Metabolic and nutritional interventions

Although not disease-modifying, nutritional support and certain supplements (e.g. creatine monohydrate and coenzyme Q10) may transiently improve energy metabolism and muscle strength. ⁴² Ensuring adequate caloric intake, balancing macronutrients, and preventing malnutrition are standard supportive measures. ⁴³ Robust evidence for supplements remains limited, underscoring the need for well-designed clinical trials.

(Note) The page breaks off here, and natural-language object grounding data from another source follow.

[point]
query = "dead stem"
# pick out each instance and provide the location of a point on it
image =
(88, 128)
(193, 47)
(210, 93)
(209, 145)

While this case provides valuable insights into the genetic and clinical variability of LAMA2-related muscular dystrophy, several limitations must be acknowledged. First, the absence of long-term follow-up data limits our ability to assess disease progression, functional outcomes, and the potential development of complications such as scoliosis or respiratory insufficiency. Second, functional assessments such as electromyography, standardized motor function scales, and longitudinal imaging were not performed or reported, limiting the phenotypic characterization. Third, although computational analyses and inheritance studies support the pathogenicity of the novel frameshift variant, functional validation at the protein or transcript level was not conducted. These limitations highlight the need for longitudinal studies and broader functional investigations to better understand the correlations between genotype and phenotype in LAMA2-RD.

Conclusion

This case report illustrates an atypical merosin deficiency mutation of two heterozygous likely pathogenic variants, broadening the classical genetic paradigm and underscoring the phenotypic heterogeneity of this disorder. It emphasizes the influence of consanguinity and local genetic pools on disease prevalence, particularly in Middle Eastern populations. While no definitive therapies currently exist, emerging molecular technologies hold promise for the future. Until then, early recognition, genetic confirmation, and comprehensive supportive care remain the cornerstone of improving outcomes for patients with merosin deficiency.

By taking into consideration that early intervention and supportive management are crucial in shaping the long-term functional outcomes for infants with merosin deficiency, the patient was promptly referred for physical and occupational therapy to optimize motor development, strengthen proximal musculature, and improve head control.